Assessment of Genetic Variability in Mid-altitude Sesame (Sesamum indicum L.) Collection of Ethiopia

Aim: The study was undertaken to assess the genetic variability and character association in 81 mid-altitude sesame accessions of Ethiopia based on important agronomic traits.

Study Design: A 9 x 9 Simple Lattice Design (SLD) with two replications was used.

Place and Duration of Study: Melkassa Agricultural Research Centre Ethiopia, during the July-December, 2011 main cropping seasons.

Methodology: The data recorded on 14 quantitative traits were analyzed for phenotypic and genotypic coefficient of variances, heritability and genetic advance, correlation coefficient, path coefficient analysis, principal component analysis and divergence analysis based on Mahalanobis statistics, using SAS 9.2. Statistical software to evaluate the pattern and extent of variation among 81 mid-altitude genotypes.

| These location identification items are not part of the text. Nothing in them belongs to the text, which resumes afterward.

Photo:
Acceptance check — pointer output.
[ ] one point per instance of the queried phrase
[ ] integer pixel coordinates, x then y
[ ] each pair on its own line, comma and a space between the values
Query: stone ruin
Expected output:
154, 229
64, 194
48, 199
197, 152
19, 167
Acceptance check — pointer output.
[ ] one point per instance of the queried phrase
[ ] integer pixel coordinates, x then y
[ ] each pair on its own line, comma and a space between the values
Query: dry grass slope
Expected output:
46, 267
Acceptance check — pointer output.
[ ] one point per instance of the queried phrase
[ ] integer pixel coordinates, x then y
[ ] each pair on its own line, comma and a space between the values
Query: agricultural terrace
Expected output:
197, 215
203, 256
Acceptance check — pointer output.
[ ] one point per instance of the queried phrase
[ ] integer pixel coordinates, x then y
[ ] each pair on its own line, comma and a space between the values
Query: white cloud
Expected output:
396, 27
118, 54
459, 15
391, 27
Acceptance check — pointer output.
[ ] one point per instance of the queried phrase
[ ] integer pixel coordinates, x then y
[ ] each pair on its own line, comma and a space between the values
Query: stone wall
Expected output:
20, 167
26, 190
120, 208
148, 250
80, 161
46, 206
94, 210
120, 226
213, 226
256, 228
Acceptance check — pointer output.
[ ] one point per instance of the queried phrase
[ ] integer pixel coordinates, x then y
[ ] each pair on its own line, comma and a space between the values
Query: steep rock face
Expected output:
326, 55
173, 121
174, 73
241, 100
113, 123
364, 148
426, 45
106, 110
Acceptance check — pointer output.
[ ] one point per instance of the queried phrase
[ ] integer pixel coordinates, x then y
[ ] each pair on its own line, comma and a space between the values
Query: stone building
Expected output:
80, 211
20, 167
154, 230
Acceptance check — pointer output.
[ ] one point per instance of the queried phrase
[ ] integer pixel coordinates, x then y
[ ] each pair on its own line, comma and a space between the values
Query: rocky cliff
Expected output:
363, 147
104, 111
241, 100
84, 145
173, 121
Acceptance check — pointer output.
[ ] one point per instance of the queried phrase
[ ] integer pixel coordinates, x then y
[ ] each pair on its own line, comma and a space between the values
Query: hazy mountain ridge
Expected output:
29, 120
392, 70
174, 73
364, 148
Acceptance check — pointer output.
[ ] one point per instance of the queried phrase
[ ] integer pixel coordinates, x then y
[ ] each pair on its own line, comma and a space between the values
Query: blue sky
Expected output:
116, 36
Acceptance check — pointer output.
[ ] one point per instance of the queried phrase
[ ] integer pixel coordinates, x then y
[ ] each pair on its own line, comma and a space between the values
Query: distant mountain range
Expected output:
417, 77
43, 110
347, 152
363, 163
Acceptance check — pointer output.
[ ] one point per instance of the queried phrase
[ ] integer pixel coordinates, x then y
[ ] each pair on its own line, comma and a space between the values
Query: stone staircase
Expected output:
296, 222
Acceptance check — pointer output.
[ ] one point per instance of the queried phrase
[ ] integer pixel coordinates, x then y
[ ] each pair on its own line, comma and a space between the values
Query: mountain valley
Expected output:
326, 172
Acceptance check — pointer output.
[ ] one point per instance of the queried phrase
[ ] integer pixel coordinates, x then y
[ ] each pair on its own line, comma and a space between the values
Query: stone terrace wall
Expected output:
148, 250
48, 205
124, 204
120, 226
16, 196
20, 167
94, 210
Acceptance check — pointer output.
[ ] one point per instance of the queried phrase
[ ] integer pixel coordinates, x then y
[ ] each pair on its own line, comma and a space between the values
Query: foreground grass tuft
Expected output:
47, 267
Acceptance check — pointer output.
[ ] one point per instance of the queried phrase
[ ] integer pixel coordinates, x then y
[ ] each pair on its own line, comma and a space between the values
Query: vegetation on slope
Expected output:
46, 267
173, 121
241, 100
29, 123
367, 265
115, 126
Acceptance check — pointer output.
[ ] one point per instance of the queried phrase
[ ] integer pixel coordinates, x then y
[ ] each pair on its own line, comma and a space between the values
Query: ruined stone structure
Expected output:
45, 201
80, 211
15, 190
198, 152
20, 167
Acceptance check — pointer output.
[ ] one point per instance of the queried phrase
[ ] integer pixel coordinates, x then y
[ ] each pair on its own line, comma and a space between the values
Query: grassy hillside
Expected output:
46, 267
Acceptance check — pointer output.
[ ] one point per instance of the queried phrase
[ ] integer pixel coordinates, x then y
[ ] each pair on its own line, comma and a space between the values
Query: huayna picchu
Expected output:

Results: Analysis of variance revealed significant difference among genotypes for all traits studied. Less than 50% heritability was noted in all traits studied. Moderate heritability coupled with moderate to high genetic advance was recorded for most of yield related traits, indicating that these traits are controlled by both additive and non-additive genes. Characters viz., number of capsules, biomass yield, harvest index and 1000 seed weight showed highly significant positive correlation with seed yield. Maximum positive direct effect on seed yield was exerted by number of capsules, biomass yield, days to maturity and harvest index, showing that these traits can be used for selection to improve the primary trait. Divergence analysis based on Mahalanobis statistics grouped the genotypes into seven different clusters. Genotypes were not grouped in relation to their geographical distribution. Maximum inter cluster distance was observed between cluster V and VII; hence, genotypes from these two clusters are suggested as parents for hybridization program to achieve promising recombinants.

Conclusion: The germplasm lines had sufficient level of genetic variability for seed yield and its components. Clustering was not associated with the geographical distribution instead genotypes were mainly grouped due to their morphological differences. Seed yield, biomass/plant, harvest index and number of capsules contributed highest towards genetic divergence. The use of these traits in sesame improvement program would increase yield.